The robust measures will be brought into force through primary legislation and will cover ivory items of all ages, not just those produced after a certain date.
Government confirmation comes in the wake of a consultation on the issue, in which 88% of the 70,000 responses backed a ban.
Mr Gove said: "Ivory should never be seen as a commodity for financial gain or a status symbol, so we will introduce one of the world's toughest bans on ivory sales to protect elephants for future generations.
"The ban on ivory sales we will bring into law will reaffirm the UK's global leadership on this critical issue, demonstrating our belief that the abhorrent ivory trade should become a thing of the past."
Those found guilty of breaching the ban face a maximum penalty of an unlimited fine or up to five years in jail, the Department for Environment, Food and Rural Affairs (Defra) said.
Wildlife campaigners believe around 20,000 elephants a year are being slaughtered for their ivory, and that reducing global demand for their tusks is an important part of ending the carnage.
Defra said that in line with the approach taken by other countries, including America and China, there will be certain narrowly defined and carefully targeted exemptions.
Although tightened since the proposals were published for consultation, the exemptions still provide "balance to ensure people are not unfairly impacted", the department said.
Items on this list include those comprised of less than 10% ivory by volume and made prior to 1947, and musical instruments with an ivory content of less than 20% and made prior to 1975.
Rare and important items of their type, which are at least 100 years old, will be assessed for their rarity and importance by specialist institutions before exemption permits are issued.
There will also be a specific exemption for portrait miniatures painted on thin slivers of ivory which are at least a century old.
Commercial activities to and between museums accredited by Arts Council England, the Welsh Government, Museums and Galleries Scotland and the Northern Ireland Museums Council in the UK, or the International Council of Museums for museums outside the UK, will also be exempt.

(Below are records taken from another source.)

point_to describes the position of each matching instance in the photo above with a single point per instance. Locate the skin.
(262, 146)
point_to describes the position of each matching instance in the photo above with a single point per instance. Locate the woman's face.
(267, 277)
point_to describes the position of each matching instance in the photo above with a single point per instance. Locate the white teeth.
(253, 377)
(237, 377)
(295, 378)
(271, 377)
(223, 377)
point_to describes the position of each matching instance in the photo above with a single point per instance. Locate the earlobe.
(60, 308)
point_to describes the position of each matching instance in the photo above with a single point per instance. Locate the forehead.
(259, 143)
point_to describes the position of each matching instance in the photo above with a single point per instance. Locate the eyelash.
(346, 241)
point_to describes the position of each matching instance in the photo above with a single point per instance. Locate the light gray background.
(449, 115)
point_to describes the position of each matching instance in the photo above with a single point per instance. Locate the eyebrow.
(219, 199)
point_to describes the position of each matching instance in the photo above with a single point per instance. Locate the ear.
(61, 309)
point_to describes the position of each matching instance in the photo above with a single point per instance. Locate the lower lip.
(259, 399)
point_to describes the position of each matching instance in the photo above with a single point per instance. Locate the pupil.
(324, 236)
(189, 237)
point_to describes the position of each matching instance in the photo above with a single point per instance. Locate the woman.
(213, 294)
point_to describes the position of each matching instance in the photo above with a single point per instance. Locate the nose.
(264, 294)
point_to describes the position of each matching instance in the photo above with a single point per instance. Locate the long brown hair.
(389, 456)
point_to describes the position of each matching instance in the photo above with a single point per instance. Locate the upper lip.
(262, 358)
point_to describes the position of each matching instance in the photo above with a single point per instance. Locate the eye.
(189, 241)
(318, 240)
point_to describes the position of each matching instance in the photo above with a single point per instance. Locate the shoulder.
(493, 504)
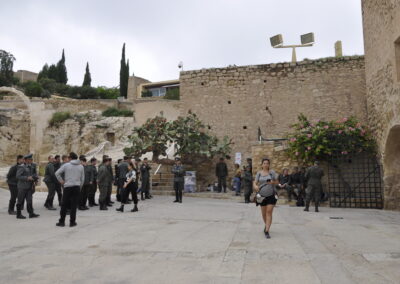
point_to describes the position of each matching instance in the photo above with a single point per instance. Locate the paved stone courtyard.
(200, 241)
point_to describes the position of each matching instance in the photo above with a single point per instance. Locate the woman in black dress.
(264, 185)
(128, 187)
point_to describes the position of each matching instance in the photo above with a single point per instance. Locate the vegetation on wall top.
(114, 112)
(320, 140)
(192, 142)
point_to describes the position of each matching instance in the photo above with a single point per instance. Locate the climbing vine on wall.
(320, 140)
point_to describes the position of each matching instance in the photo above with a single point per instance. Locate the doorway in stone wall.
(110, 136)
(355, 181)
(391, 166)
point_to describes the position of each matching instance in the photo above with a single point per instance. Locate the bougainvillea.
(320, 140)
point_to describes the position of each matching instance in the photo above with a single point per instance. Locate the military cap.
(28, 156)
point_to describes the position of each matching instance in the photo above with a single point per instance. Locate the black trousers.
(178, 187)
(313, 192)
(51, 188)
(70, 201)
(59, 193)
(109, 191)
(25, 194)
(130, 189)
(92, 193)
(84, 194)
(221, 183)
(146, 186)
(13, 196)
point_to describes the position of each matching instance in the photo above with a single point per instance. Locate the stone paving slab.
(200, 241)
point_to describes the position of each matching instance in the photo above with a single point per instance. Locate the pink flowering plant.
(323, 139)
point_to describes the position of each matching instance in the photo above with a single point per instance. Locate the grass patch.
(110, 112)
(58, 118)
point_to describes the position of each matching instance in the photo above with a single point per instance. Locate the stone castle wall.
(14, 134)
(237, 101)
(381, 22)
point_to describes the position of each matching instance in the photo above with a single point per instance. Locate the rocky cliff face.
(85, 131)
(14, 134)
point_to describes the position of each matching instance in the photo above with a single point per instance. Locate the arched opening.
(391, 166)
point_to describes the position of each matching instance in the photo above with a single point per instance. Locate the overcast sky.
(159, 34)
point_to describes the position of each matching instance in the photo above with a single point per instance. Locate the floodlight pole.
(293, 47)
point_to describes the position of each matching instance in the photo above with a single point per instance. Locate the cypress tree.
(44, 73)
(52, 73)
(123, 82)
(62, 70)
(127, 77)
(87, 80)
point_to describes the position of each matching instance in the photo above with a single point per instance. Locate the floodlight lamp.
(307, 38)
(276, 40)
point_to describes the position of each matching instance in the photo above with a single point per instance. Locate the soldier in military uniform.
(93, 188)
(50, 180)
(120, 175)
(179, 174)
(145, 176)
(313, 176)
(26, 179)
(104, 179)
(12, 185)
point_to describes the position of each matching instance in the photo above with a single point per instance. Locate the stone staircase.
(162, 182)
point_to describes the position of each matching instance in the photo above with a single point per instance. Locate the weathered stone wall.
(150, 107)
(236, 101)
(381, 21)
(73, 106)
(24, 75)
(133, 84)
(14, 134)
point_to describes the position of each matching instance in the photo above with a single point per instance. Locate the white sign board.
(238, 158)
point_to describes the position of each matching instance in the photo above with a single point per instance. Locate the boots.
(307, 206)
(30, 210)
(11, 208)
(103, 206)
(19, 214)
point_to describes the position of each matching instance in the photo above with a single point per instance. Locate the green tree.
(123, 75)
(6, 68)
(191, 140)
(44, 73)
(87, 80)
(62, 70)
(52, 73)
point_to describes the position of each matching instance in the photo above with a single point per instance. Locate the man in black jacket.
(27, 178)
(221, 171)
(12, 185)
(50, 180)
(145, 175)
(57, 165)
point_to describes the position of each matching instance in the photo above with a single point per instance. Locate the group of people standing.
(75, 181)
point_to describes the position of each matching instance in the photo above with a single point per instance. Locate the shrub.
(34, 89)
(147, 94)
(110, 112)
(172, 94)
(58, 118)
(323, 139)
(107, 93)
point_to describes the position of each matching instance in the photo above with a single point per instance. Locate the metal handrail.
(261, 138)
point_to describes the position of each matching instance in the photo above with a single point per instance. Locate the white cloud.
(159, 34)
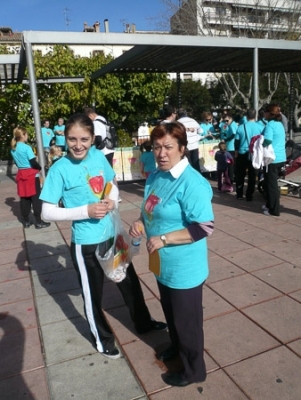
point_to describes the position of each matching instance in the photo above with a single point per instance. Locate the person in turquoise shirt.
(59, 131)
(274, 134)
(243, 164)
(177, 217)
(208, 131)
(28, 179)
(79, 180)
(147, 159)
(227, 134)
(47, 136)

Charlie Mayhew, chief executive of the Tusk Trust, welcomed the "tough legislation" and said the "narrowly defined exemptions are pragmatic".
"The ban will ensure there is no value for modern day ivory and the tusks of recently poached elephants cannot enter the UK market," he said.

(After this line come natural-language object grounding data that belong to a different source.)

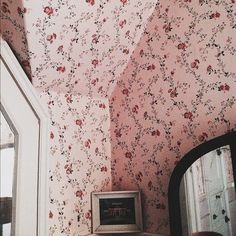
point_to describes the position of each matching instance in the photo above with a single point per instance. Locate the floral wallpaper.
(131, 86)
(76, 46)
(79, 160)
(177, 91)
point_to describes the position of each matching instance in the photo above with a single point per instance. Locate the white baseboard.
(131, 234)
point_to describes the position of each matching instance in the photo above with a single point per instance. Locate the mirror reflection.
(207, 195)
(7, 154)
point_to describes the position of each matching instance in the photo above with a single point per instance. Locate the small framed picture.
(116, 212)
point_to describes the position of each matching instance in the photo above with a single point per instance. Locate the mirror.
(207, 195)
(7, 169)
(201, 191)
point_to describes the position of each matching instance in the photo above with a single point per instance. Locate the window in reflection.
(207, 195)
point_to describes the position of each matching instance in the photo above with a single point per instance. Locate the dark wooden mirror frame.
(183, 165)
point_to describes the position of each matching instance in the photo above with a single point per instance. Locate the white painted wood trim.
(30, 94)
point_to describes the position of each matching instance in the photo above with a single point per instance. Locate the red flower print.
(173, 93)
(95, 38)
(50, 215)
(48, 10)
(156, 133)
(60, 48)
(104, 169)
(123, 1)
(88, 215)
(209, 69)
(195, 63)
(126, 51)
(94, 81)
(21, 12)
(151, 67)
(128, 155)
(61, 69)
(188, 115)
(91, 2)
(122, 23)
(69, 98)
(150, 185)
(167, 28)
(224, 87)
(68, 169)
(215, 15)
(135, 109)
(87, 143)
(139, 176)
(79, 122)
(95, 62)
(51, 135)
(202, 137)
(25, 63)
(51, 37)
(125, 92)
(79, 194)
(5, 8)
(182, 46)
(118, 133)
(102, 105)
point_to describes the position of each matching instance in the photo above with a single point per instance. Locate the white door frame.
(22, 105)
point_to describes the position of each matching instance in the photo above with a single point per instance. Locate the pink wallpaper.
(80, 160)
(177, 91)
(168, 69)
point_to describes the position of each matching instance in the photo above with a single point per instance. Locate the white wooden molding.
(22, 105)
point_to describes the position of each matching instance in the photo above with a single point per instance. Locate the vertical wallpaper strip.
(177, 91)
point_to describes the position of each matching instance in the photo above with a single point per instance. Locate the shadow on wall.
(12, 28)
(176, 92)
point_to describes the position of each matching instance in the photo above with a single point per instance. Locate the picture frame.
(116, 212)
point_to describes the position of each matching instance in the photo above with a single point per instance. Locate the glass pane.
(208, 200)
(7, 154)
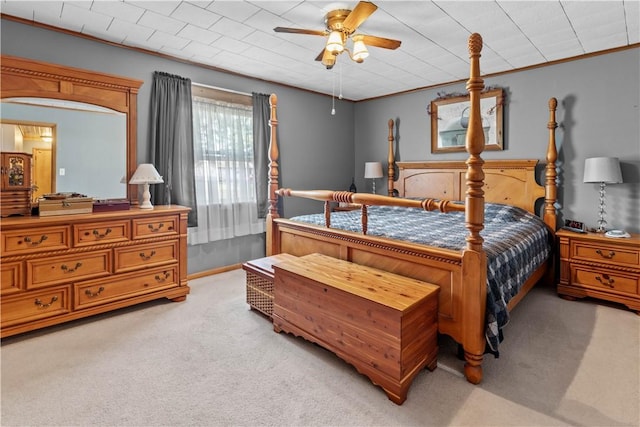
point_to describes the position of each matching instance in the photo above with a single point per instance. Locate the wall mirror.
(92, 117)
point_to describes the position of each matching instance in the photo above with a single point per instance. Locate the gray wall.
(598, 114)
(316, 148)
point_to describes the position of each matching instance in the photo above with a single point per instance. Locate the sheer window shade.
(224, 171)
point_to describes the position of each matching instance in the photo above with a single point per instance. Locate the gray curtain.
(261, 136)
(171, 136)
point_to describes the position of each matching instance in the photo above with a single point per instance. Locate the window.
(224, 166)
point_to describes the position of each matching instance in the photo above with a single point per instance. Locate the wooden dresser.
(592, 265)
(60, 268)
(383, 324)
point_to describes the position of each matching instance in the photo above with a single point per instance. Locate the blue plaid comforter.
(516, 243)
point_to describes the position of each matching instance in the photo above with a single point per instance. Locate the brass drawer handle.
(66, 269)
(40, 304)
(99, 235)
(32, 243)
(94, 294)
(155, 229)
(605, 280)
(147, 257)
(609, 256)
(161, 279)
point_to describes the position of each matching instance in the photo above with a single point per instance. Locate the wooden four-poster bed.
(455, 188)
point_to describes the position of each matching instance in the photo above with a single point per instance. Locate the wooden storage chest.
(382, 323)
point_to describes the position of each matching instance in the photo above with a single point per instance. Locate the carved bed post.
(392, 163)
(550, 197)
(475, 261)
(273, 176)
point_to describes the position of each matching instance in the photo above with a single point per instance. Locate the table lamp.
(604, 170)
(373, 170)
(146, 174)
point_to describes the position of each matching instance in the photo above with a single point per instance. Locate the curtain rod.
(221, 89)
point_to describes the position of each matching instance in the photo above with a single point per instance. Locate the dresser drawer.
(100, 233)
(144, 228)
(605, 279)
(35, 306)
(12, 277)
(64, 269)
(35, 240)
(96, 292)
(610, 253)
(149, 255)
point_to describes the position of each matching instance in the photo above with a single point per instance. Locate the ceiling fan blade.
(299, 31)
(358, 15)
(381, 42)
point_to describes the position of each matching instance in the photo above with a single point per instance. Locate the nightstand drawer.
(605, 280)
(612, 253)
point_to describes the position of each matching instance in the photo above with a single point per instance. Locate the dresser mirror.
(92, 120)
(56, 133)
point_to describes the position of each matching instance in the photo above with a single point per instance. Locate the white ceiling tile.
(118, 9)
(231, 28)
(128, 30)
(163, 7)
(192, 14)
(191, 32)
(161, 22)
(73, 14)
(158, 38)
(236, 10)
(238, 36)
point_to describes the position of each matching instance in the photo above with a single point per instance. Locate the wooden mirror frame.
(23, 77)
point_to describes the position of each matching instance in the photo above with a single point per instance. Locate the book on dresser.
(60, 268)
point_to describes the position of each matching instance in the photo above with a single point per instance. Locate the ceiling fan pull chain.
(340, 94)
(333, 94)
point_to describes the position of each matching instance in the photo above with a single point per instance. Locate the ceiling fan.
(341, 25)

WWF chief executive Tanya Steele said the ban makes the UK a "global leader in tackling this bloody trade" and called for "global action" to stop the poaching of the "majestic" elephant.
Currently, the US federal ban exempts all items older than 100 years as well as items with up to 50% ivory content.

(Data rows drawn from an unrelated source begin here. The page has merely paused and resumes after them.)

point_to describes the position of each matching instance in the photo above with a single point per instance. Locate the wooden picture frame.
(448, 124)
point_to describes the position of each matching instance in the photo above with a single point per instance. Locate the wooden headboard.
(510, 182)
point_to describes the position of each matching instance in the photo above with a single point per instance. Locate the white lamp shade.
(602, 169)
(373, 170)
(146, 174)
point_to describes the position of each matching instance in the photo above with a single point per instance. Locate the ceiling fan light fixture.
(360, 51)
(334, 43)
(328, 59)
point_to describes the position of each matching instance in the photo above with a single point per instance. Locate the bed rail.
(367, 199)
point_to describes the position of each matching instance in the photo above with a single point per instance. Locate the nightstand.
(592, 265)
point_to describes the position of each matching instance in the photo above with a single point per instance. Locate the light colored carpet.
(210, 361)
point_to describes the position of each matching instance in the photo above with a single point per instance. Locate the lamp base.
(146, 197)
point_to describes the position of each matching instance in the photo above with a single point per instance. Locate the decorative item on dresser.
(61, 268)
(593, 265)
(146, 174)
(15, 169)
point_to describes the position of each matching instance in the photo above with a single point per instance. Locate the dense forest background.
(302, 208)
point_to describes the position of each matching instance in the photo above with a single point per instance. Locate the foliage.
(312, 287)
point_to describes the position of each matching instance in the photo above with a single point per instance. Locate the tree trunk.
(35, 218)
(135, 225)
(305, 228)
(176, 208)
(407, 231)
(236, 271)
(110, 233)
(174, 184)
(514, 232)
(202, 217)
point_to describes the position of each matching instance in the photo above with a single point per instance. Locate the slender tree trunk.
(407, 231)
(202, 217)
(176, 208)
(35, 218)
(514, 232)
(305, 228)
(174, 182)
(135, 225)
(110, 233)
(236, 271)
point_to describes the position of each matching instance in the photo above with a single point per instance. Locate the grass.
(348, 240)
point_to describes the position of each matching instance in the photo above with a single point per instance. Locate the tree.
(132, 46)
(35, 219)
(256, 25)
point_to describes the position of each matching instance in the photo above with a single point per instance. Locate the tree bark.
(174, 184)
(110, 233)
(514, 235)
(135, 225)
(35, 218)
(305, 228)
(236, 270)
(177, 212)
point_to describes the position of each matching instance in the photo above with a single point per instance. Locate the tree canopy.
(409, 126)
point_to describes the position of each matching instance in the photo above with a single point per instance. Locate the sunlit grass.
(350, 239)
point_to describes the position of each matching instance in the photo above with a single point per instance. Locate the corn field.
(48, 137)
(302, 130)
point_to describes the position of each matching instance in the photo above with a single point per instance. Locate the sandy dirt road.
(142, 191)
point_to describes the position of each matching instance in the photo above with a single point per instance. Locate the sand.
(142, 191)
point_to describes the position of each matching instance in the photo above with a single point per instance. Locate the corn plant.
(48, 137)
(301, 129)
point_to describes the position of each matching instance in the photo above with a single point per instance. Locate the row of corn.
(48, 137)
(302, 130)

The Chinese ban exempts ivory "relics", without setting a date before which these must have been produced.
ZSL director of conservation Matthew Hatchwell said legal domestic ivory markets are "intrinsically linked to the illegal ivory trade that is driving the current poaching crisis".
"With almost 20,000 elephants poached in the last year, it is vital that countries take significant steps such as those outlined by the UK Government today to close their markets and help make the trade in ivory a thing of the past," he added.
Defra said the ban will build on existing Government work to tackle poaching and the illegal ivory trade.
This includes British military personnel training African park rangers in poacher interception techniques in key African countries, and Border Force officers sharing their expertise in identifying smuggled ivory with worldwide counterparts.
The International Fund for Animal Welfare also welcomed the move, with head of policy and campaigns at the charity, David Cowdrey, stating it "shows the Government is serious".
"This ban will send a clear and unequivocal message that ivory trade is over and rightly being consigned to the history books," he added.
Stop Ivory chief executive John Stephenson said it is a "significant day for the future of elephants", adding the Government has "taken a momentous step".
"The end of the ivory trade in the UK removes any hiding place for the trade in illegal ivory, and sends a powerful message to the world that ivory will no longer be valued as a commodity," he said.
"Ivory belongs on an elephant and when the buying stops the killing will stop."